Death at the Sanatorium by Ragnar Jonasson Review

Research interviews for an academic dissertation turn into the investigation of a thirty-year-old double murder cold case.

Fresh off the standalone Reykjavik, co-written with Icelandic PM Katrín Jakobsdóttir, Ragnar Jonasson presents an absorbing classic whodunit spinoff from the upcoming television series, The Darkness.

Graduate student Helgi Reykdal and his partner Bergthora have returned to Iceland from the UK, where he will finish his dissertation for his post-grad degree in criminology. Helgi’s topic is a pair of thirty-year-old deaths that occurred in the northern Icelandic town of Akureyri in 1983 at a former tuberculosis sanatorium turned research facility. While doing the research for his paper, Helgi wants to interview the surviving staff members who worked at the sanatorium at the time of the suspicious deaths. As the story progresses, Helgi accepts a position with the Reykjavik police and his dissertation research efforts transition into a full-on re-investigation of the deaths that happened at the sanatorium thirty years before. While the police had closed the case in 1983 as a murder-suicide, some were not completely satisfied with the results. When someone murders one of the surviving sanatorium staff members in Reykjavik, thirty years later, Helgi’s new boss at the police assigns him to look again at the old case to determine whether the recent murder has a connection with the old case in Akureyri. 

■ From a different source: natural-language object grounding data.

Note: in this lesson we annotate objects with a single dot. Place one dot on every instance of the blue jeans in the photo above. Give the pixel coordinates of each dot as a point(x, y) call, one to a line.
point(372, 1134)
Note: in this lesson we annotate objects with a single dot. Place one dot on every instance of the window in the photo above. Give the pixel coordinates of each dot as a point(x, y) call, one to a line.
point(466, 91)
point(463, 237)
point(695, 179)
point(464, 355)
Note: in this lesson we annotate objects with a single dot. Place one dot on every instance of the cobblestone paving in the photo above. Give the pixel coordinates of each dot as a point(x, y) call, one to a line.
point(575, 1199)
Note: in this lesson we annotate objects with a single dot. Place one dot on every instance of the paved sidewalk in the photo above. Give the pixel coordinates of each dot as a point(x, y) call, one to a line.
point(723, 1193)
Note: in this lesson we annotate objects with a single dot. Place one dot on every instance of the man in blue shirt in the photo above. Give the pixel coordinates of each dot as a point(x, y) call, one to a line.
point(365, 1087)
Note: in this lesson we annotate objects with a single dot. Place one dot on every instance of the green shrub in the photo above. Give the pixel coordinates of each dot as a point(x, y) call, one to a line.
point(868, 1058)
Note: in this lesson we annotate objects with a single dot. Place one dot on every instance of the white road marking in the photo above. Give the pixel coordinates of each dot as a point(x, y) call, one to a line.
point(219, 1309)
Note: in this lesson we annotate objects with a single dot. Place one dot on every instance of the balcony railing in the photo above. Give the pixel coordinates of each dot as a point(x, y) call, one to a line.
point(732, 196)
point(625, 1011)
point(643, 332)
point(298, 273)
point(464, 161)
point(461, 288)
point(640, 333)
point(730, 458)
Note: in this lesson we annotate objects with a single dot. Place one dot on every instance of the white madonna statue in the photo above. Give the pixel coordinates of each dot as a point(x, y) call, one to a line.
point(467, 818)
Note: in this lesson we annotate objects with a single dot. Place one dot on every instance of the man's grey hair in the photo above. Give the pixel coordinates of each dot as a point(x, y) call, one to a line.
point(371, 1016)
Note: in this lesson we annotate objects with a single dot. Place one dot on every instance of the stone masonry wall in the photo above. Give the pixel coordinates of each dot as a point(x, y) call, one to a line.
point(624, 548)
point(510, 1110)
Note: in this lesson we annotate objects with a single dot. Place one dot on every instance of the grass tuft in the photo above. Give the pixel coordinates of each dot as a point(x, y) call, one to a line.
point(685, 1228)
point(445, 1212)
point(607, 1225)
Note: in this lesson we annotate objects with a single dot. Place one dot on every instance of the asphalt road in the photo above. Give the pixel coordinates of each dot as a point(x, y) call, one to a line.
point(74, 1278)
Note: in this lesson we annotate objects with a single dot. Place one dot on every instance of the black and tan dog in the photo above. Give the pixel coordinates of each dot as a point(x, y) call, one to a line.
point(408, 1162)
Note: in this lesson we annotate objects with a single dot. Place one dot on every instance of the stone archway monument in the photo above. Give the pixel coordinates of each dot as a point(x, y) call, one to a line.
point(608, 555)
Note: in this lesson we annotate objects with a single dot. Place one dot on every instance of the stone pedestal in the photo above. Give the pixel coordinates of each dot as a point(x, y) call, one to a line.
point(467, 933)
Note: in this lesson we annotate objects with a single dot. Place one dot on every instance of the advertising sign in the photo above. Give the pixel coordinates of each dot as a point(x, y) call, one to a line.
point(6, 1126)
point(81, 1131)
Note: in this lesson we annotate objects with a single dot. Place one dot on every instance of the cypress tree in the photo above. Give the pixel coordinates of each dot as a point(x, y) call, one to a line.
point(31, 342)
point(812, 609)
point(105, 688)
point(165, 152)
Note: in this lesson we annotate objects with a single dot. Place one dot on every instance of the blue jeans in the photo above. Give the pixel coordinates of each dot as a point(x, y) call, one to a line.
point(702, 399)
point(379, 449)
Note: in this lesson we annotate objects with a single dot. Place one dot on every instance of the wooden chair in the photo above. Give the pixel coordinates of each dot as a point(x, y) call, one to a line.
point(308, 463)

This is a slow burner of a mystery, and it took me some time to get into the flow of the book. The early part of the book sets the backdrop for the present-day story with a look back in time at the deaths of two staff members that occurred at the former tuberculosis sanatorium in 1983. Ragnar takes his time in establishing the circumstances of the thirty-year-old case, which is central to understanding the present one set in 2012. The book covers two major timelines, 1983 and 2012 (present-day), and touches on a third, 1950. And while Helgi is the main character and principal narrator, Jonasson presents the viewpoints of many other characters as the story plays out. Having read many of Jonasson’s books, shifting timelines and multiple points of views are techniques he often incorporates in his writing. Sometimes multiple timelines and narrators can make a story complicated and hard to follow, but Jonasson uses these techniques skillfully. In this instance, the story moves along quite seamlessly without undue complexity.

Death at the Sanatorium reminded me of Jonasson’s early works, particularly the Dark Island series featuring Ari Thór. While Helgi Reykdal is a unique character with his own set of foibles, he did at times remind me of the Ari Thór character, my favorite Jonasson character creation, and I enjoyed this book more than some of Jonasson’s more recent novels for that reason.

Jonasson isn’t shy about admitting the time he spent translating Agatha Christie’s novels from English to Icelandic before he began writing his own books made Christie a significant influence on his writing style. As a result, like Christie, Jonasson’s works most usually take the form of classically crafted whodunit mystery novels. That is certainly true of Death at the Sanatorium. Like Christie’s novels, Jonasson’s books feature intricate plots, attention to detail, and clever twists, especially at the end. Again, we find that here.

Fans of classically crafted whodunit mysteries will enjoy this book. If you are a fan of Jonasson’s Dark Iceland series, this book will definitely appeal. Jonasson has a direct writing style with no wasted efforts and skillfully weaves the somewhat remote and forbidding Icelandic setting into his books that add great suspense and keep the pages turning.

Minotaur Books, an imprint of Macmillan Publishers, publishes Death at the Sanatorium September 10, 2024. Victoria Cribb translated the book from the original Icelandic into English. I receieved an advance reader’s copy of the book used for this review, representing my honest opinions, from the publisher via NetGalley.